Some pills do predict activist activity; none quicker than The Chefs’ Warehouse, which adopted a pill on March 22, a week before activist investor Legion Partners disclosed a new 5.5% stake in the food distributor.
Shareholder activists deserve much of the credit for shortening the durations of poison pills, according to Morton Pierce, a partner at law firm White & Case. “The activists came along (after 2008) and were taking aim at the pills, and that resonated with the shareholders base as being anti shareholder democracy.”
Fear of activism is apparent from current practices, although Pierce cautioned that, “The pill has never been a block to a proxy contest.”
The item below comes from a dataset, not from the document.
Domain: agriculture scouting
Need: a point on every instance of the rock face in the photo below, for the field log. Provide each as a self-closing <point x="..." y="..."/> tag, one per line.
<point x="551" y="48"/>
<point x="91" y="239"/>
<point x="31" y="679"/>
Almost half the current pills have 10% trigger points, while in 2008, around two-thirds of those tracked by Activist Insight Governance had 15% thresholds (Activist Insight Governance does not guarantee the comprehensiveness of 2008 data). Since the Great Recession, some companies have also distinguished between activists, which file Schedule 13Ds, and passive investors on 13Gs, giving the latter higher thresholds. Stripping out 5% pills designed to protect net operating losses, the average trigger this year is around 14%, according to Activist Insight Governance data.
Most new pills also last for one year or less and run out before the 2021 proxy season, when issuers may hope the disruption caused by COVID-19 is over and shareholders and proxy advisors alike will take a holistic view of governance and performance.
Several of the companies with new pills are currently vulnerable on both fronts, however. Entertainment destination company Drive Shack and aerospace company AAR Corp each have staggered boards and rank as highly vulnerable on Activist Insight Vulnerability.
Activist campaigns in the 2021 proxy season will likely center on how management teams reacted to the current crisis and whether they are perceived to have done a good job.
They may also hope to rally the governance community to come down harshly on companies that implemented pills.
Over the last decade, proxy advisory firms like Institutional Shareholder Services (ISS) and Glass Lewis have come out strongly against both poison pills and the board members who implemented them, typically recommending investors vote against an incumbent board that authorizes a long-term poison pill without subjecting it to shareholder approval.
Limiting pills to one year or less, however, makes them far more tolerable. ISS, for example, states in its 2019 proxy guidelines that it may be more lenient if that pill has a term of one year or less, and the board can offer a rationale for adopting it. Whether COVID-19 is sufficient rational is currently unclear. Both ISS and Glass Lewis declined to comment for this story, though ISS indicated it may provide clarity in coming days.
Some advisers warn that implementing a pill should not distract directors or make them complacent, citing a March 19 note from ISS to its clients that “boards contemplating defensive maneuvers may want to consider that an effective response to the pandemic could be more advantageous than any pill.”